I can’t see why you’re worried
He’s the same as before, no change in him, just been caught and on bail.

Chalfontstgiles · 19/09/2019 07:19

I'm sure if he was going to use and abuse his DC's school pals and their families then he'd have already done so by now. If he's on bail, in all possibility he could be under surveillance and will be keeping his nose very clean to avoid a custodial sentence. I'd arrange for the girls to meet on neutral ground if you're dead worried, rather than your home.

RB68 · 19/09/2019 07:25

You couldn't know stop kicking yourself. I would be explaining to my daughter myself though and letting her see some of the seedy side and how we can't always know etc.

AmIThough · 19/09/2019 07:26

He's not an abuser, he hasn't been charged with assault or murder.

The girls probably haven't had any knowledge of drugs or guns.

Please don't blame yourself. Has DD always been happy when she's come home? I'm sure she's fine, don't worry!

Sallycinammonbangsthedruminthe · 19/09/2019 07:28

Raffle ..I understand where you are coming from but he has only turned up at the house with one objective in mind ,,,to see his daughter. All will be well I am sure OP.

Morgan12 · 19/09/2019 07:32

Yeah I've also read this before?

Anyway what's done is done. Listen to your instincts more from now on. Obviously it's not ideal but youd DD is totally fine and clearly didn't come across any drugs or guns so no harm done.
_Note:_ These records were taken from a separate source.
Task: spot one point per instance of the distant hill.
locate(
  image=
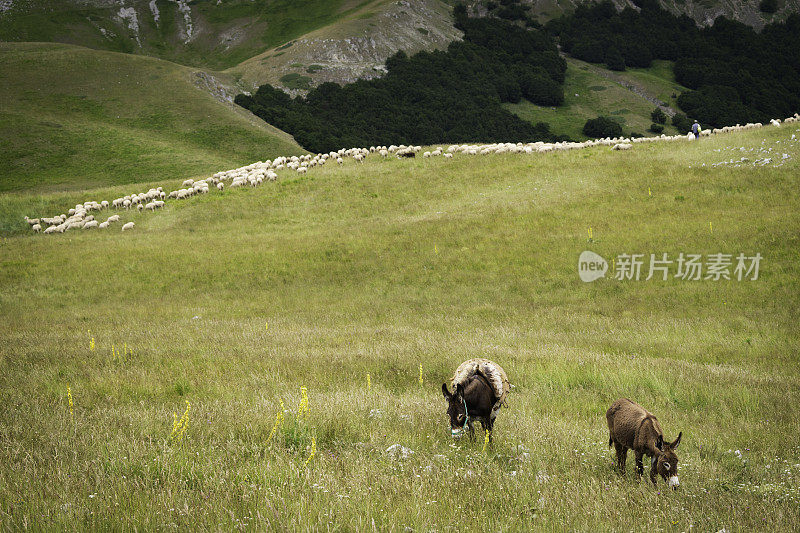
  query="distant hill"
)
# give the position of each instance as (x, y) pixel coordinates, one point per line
(73, 117)
(703, 12)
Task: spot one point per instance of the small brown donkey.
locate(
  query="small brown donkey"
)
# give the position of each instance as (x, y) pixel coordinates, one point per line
(631, 426)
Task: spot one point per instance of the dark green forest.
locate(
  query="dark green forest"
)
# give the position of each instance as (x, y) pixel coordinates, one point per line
(736, 75)
(447, 96)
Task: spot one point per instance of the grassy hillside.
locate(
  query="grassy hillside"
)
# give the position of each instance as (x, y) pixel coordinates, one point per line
(372, 270)
(589, 93)
(214, 35)
(353, 47)
(73, 117)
snitzelvoncrumb · 19/09/2019 07:33

Can you just not answer the door if he turns up?

ariamontgomery · 19/09/2019 07:34

I remember your first post OP! I think I’d be reducing my daughters time with Mary until the man is behind bars. I’d also be keeping them apart permanently if for some reason he gets out of going to prison. They can be friends in school but I wouldn’t be having my child put at risk by being exposed to an incredibly dangerous man. I’d also be quite upset with Mary’s mum for not giving any heads-up or warning that her ex was a serious criminal, and basically saying to Mary’s mum that she needs to either ensure the dad stays away from you and your house and family or that your daughter won’t be able to see Mary outside of school for the time being.

ariamontgomery · 19/09/2019 07:40

Sorry but find it utterly shocking that people are saying the children weren’t at risk while they were there, IN the building where stuff was presumably found or happened! How many American children accidentally shoot and kill their friends, parents or siblings each year when they find a gun in the house and don’t realise it’s not a toy? What if the kids found some of the drugs and took something out of curiosity or confusion? What if there was an attack or some violence that happened while the kids were there? Where I live it’s not uncommon to read about drug dealers breaking into each other’s houses and attacking or even killing each other in arguments about owed money or whatever the Hell drug dealers fight about - just recently a guy was shot in his own home. What if something like this happened when the girls were there? Also, not to mention the fact that a nice, respectable, reasonable man who you want around your children wouldn’t be a bloody drug or weapons dealer in the first place! So what kind of man must he be?!? I would be utterly furious and beyond freaked out!